|Manufacturer||Kawasaki Sharyo, Nippon Sharyo|
|Number built||2 vehicles|
|Number preserved||1 vehicle|
|Number scrapped||1 vehicle|
|Capacity||40 seated (Car 951-1)|
50 seated (Car 951-2)
|Car body construction||Aluminium alloy|
|Car length||25,000 mm (82 ft 0.25 in)|
|Width||3,386 mm (11 ft 1.31 in)|
|Doors||2 sliding doors per side|
|Maximum speed||250 km/h (155 mph) (nominal)|
|Traction system||250 kW (340 hp) x 8|
|Power output||2,000 kW (2,700 hp)|
|Electric system(s)||25 kV AC, 60 Hz overhead catenary|
|Current collector(s)||Cross-arm type pantograph|
|Track gauge||1,435 mm (4 ft 8+1⁄2 in) standard gauge|
The Class 951 (951形) was an experimental Japanese Shinkansen train built to test the technology for future high-speed trains operating at speeds of up to 250 km/h (155 mph) following the opening of the Tokaido Shinkansen in 1964.
The Class 951 train was a two-car unit formed of cars numbered 951-1 and 951-2. Car 951-1 was built by Kawasaki Sharyo (present-day Kawasaki Heavy Industries), and had a seating capacity of 40 with seats arranged 3+2 abreast. Car 951-2 was built by Nippon Sharyo, and had a seating capacity of 50, also with seats arranged 3+2 abreast.
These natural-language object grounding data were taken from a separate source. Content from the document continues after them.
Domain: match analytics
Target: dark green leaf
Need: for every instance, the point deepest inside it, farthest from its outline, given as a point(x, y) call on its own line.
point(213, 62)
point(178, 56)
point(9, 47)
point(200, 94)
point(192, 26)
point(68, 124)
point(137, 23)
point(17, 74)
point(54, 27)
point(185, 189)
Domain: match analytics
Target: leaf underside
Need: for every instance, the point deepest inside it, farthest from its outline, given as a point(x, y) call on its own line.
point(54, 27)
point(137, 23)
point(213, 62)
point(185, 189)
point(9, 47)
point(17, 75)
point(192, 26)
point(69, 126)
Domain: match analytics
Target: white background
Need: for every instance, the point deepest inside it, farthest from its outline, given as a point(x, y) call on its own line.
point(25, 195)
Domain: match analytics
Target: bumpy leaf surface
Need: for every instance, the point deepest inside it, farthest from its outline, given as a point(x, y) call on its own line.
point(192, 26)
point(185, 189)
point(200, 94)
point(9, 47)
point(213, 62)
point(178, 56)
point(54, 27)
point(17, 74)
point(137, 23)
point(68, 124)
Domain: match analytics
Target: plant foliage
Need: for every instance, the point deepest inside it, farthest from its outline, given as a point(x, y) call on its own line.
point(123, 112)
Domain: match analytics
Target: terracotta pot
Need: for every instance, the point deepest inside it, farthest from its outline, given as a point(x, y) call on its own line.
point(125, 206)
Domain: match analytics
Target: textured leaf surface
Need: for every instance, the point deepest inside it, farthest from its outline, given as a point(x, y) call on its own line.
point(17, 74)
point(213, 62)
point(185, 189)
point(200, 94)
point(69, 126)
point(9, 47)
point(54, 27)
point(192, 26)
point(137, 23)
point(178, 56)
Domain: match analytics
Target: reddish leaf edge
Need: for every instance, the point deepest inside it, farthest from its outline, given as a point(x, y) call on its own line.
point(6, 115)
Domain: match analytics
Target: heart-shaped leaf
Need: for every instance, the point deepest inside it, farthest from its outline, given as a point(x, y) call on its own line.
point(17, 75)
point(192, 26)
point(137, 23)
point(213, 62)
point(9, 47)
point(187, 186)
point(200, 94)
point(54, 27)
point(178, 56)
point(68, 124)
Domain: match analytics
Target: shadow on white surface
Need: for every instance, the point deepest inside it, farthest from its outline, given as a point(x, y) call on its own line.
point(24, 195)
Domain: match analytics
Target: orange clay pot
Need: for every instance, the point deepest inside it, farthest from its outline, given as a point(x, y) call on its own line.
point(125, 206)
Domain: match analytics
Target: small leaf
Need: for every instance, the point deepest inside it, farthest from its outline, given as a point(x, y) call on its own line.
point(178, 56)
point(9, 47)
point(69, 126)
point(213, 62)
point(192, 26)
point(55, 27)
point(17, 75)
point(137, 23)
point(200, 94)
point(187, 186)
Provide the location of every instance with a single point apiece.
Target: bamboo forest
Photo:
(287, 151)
Both cars were fitted with a cross-arm type pantograph at the inner end. Both were based on the PS200 type used on the 0 Series Shinkansen trains, but the pantograph on car 951-1 was designated PS9010K, and that on car 951-2 was designated PS-1010A. Normally, only the pantograph on car 951-2 was used.
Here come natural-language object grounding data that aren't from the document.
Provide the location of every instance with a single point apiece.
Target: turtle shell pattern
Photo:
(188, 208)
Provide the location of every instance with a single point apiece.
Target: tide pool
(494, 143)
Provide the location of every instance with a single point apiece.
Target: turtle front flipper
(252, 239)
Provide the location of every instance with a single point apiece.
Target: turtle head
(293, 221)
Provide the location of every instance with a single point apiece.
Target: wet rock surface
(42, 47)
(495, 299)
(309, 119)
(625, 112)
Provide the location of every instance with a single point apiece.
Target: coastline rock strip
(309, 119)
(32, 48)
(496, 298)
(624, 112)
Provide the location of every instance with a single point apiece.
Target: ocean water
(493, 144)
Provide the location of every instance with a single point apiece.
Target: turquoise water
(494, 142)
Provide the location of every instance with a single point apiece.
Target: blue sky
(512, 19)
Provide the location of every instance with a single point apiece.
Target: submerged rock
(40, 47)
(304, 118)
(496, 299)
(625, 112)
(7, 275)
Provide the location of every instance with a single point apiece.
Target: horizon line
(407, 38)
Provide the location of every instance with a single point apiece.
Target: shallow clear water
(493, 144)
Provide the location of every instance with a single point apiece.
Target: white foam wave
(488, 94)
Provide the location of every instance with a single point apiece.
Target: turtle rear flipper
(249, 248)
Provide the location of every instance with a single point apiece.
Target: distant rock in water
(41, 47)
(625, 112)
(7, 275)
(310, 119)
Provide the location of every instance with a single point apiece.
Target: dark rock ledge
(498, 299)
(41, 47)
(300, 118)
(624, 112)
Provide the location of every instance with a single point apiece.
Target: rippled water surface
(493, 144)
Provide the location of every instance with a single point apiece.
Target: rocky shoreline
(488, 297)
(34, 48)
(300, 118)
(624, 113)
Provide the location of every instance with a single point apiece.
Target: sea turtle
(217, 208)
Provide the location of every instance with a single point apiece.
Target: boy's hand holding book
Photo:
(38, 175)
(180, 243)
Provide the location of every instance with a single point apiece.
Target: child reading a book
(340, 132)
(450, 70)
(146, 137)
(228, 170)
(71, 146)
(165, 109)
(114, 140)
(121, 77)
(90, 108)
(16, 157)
The train was unveiled to the press on 26 March 1969, with formal test running commencing on the Tōkaidō Shinkansen from 2 July 1969.
On 24 February 1972, the Class 951 recorded a world speed record of 286 km/h (178 mph) on the Sanyo Shinkansen between Himeji and Nishi-Akashi, breaking the previous record of 256 km/h (159 mph) set by the Class 1000 Shinkansen.
The train was formally withdrawn on 11 April 1980. Car 951-2 was transferred to the Railway Technical Research Institute in Kokubunji, Tokyo, where it was used for roller rig testing. Car 951-1 was donated to the nearby Hikari Plaza Community Centre in 1994, where it is open to the public. Car 951-2 was subsequently stored out of use inside the Railway Technical Research Institute, and was cut up in 2008.